DMW Temporarily Suspends Deployment of First-Time OFW Applicants to Kuwait


MANILA, Philippines – The Department of Migrant Workers (DMW) has decided to defer the deployment of first-time overseas Filipino workers who applied for jobs in Kuwait. This decision comes after news of the brutal fate suffered by Jullebee Ranara, an OFW working as a household helper in Kuwait, surfaced last month and alarmed the government to review and look into the measures established to ensure the safety and welfare of OFWs.

DMW Secretary Susan “Toots” Ople reiterated that the decision is only applicable to first-time OFW domestic workers destined to Kuwait, especially household service workers.

Ople said the rule shall be lifted only “after significant reforms have been made and more safeguards are in place for their protection and welfare”.

In line with this, a series of bilateral talks between the Philippine and the Kuwaiti governments are in the works to discuss the matter.

“We have also been informed through diplomatic channels of the willingness of the Kuwait government to engage in bilateral labor talks. We are preparing well in advance for these talks, bringing with us an accumulation of abuse done over the years, hence the need for significant changes,” Ople said.

The brutal death suffered by Ranara at the hands of the 17-year old son of her employer sparked outrage among Filipinos.

Just weeks after this, news of Myla Balbag’s mistreatment from her Kuwaiti employer broke out.

30-year old Balbag was beaten up by her employer after the latter caught her dancing while using TikTok. Scared for her life, the overseas Filipino worker (OFW) jumped from the third floor of her employer’s house, leaving her paralyzed.

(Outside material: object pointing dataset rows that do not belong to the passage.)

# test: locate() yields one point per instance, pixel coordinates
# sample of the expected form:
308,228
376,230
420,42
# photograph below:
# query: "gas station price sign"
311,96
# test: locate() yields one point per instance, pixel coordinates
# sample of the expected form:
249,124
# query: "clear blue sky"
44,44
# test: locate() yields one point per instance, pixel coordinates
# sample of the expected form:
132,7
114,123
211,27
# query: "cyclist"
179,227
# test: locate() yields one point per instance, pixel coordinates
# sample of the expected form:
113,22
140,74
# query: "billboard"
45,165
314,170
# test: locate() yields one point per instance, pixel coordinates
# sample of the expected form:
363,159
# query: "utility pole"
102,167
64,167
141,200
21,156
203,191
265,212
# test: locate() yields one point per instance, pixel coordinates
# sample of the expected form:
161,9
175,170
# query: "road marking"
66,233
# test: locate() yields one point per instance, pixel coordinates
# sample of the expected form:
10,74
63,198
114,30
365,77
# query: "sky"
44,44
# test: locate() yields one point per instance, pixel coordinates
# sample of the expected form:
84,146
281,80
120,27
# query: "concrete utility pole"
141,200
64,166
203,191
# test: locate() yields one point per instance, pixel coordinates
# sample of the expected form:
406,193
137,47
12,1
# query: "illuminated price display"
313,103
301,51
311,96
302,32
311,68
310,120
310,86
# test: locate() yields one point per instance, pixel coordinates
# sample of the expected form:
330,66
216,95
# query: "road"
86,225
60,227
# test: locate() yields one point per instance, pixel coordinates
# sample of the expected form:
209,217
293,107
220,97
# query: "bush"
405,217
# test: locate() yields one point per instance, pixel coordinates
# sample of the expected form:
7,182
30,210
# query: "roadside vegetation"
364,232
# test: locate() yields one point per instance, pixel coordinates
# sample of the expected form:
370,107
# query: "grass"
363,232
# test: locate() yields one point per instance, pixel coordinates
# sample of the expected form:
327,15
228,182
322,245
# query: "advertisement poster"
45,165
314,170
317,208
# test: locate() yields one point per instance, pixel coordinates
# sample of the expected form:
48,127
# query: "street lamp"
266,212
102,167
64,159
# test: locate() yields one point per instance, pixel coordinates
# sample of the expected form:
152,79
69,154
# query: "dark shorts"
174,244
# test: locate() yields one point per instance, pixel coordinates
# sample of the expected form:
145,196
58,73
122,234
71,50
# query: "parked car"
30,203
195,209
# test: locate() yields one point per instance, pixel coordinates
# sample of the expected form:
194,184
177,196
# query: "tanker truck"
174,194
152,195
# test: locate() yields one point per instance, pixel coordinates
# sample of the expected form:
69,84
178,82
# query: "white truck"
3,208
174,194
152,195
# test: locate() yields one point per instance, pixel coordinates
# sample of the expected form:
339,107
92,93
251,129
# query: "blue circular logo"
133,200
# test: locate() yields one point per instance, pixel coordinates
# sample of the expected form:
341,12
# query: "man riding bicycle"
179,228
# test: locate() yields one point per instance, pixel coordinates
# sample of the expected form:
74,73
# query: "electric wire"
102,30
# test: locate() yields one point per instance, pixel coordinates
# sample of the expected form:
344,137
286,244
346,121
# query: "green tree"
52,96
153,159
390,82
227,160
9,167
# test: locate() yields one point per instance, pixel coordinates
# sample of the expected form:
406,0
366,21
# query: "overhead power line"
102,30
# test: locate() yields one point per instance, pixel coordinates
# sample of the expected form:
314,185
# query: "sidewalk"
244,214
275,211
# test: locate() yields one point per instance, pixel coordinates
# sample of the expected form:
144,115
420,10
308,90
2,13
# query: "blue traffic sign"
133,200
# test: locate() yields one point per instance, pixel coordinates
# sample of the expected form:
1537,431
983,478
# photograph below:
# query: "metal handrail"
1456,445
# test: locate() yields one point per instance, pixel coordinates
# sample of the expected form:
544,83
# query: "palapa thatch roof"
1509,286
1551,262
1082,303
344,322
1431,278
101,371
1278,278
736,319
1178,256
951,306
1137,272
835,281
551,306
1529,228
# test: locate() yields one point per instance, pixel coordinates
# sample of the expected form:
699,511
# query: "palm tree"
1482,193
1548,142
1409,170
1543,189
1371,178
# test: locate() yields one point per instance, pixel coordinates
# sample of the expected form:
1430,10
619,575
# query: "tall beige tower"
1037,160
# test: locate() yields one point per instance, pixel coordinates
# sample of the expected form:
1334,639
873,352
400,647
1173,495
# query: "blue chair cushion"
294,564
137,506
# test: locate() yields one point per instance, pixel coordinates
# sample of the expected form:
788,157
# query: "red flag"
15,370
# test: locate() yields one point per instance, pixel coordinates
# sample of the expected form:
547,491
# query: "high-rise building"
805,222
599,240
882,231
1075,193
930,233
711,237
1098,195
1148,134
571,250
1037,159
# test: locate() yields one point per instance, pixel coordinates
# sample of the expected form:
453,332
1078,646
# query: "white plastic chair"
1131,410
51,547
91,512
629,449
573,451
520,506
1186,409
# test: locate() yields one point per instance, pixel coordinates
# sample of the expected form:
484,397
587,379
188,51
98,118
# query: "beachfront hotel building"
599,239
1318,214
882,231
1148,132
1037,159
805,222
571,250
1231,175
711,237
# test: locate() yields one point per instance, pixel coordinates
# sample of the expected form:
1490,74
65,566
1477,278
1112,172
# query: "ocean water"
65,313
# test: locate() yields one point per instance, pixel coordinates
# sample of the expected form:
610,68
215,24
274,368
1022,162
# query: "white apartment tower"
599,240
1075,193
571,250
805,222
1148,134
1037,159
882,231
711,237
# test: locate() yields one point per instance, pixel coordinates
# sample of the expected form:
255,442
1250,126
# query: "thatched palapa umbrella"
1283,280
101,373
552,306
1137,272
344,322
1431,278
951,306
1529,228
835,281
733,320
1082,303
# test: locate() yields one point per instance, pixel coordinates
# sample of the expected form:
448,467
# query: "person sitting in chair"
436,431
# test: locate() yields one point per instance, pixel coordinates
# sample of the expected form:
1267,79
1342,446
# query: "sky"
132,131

These urged Philippine officials, including Senator Raffy Tulfo, who is the chairperson of the Committee on Migrant Workers, to seriously analyze the need for a deployment ban to Kuwait.

Ople, however, explained that total deployment ban to the said country would be hard to consider as 195,000 OFWs who are currently in Kuwait would be affected.

She further said that some of these OFWs have worked in Kuwait for several years already and still want to continue working with their old employers.

“Relevant agencies must establish a tighter screening process on foreign employers to avoid abuse and maltreatment of OFWs. These include requiring them to submit a police record and pass a neuro-psychiatric exam to ensure that they are mentally stable,” Tulfo proposed earlier.

“There should also be a pre-engagement orientation for foreign employers before letting them hire OFWs. The orientation should brief them about the importance of respecting Philippine culture and tradition,” he added.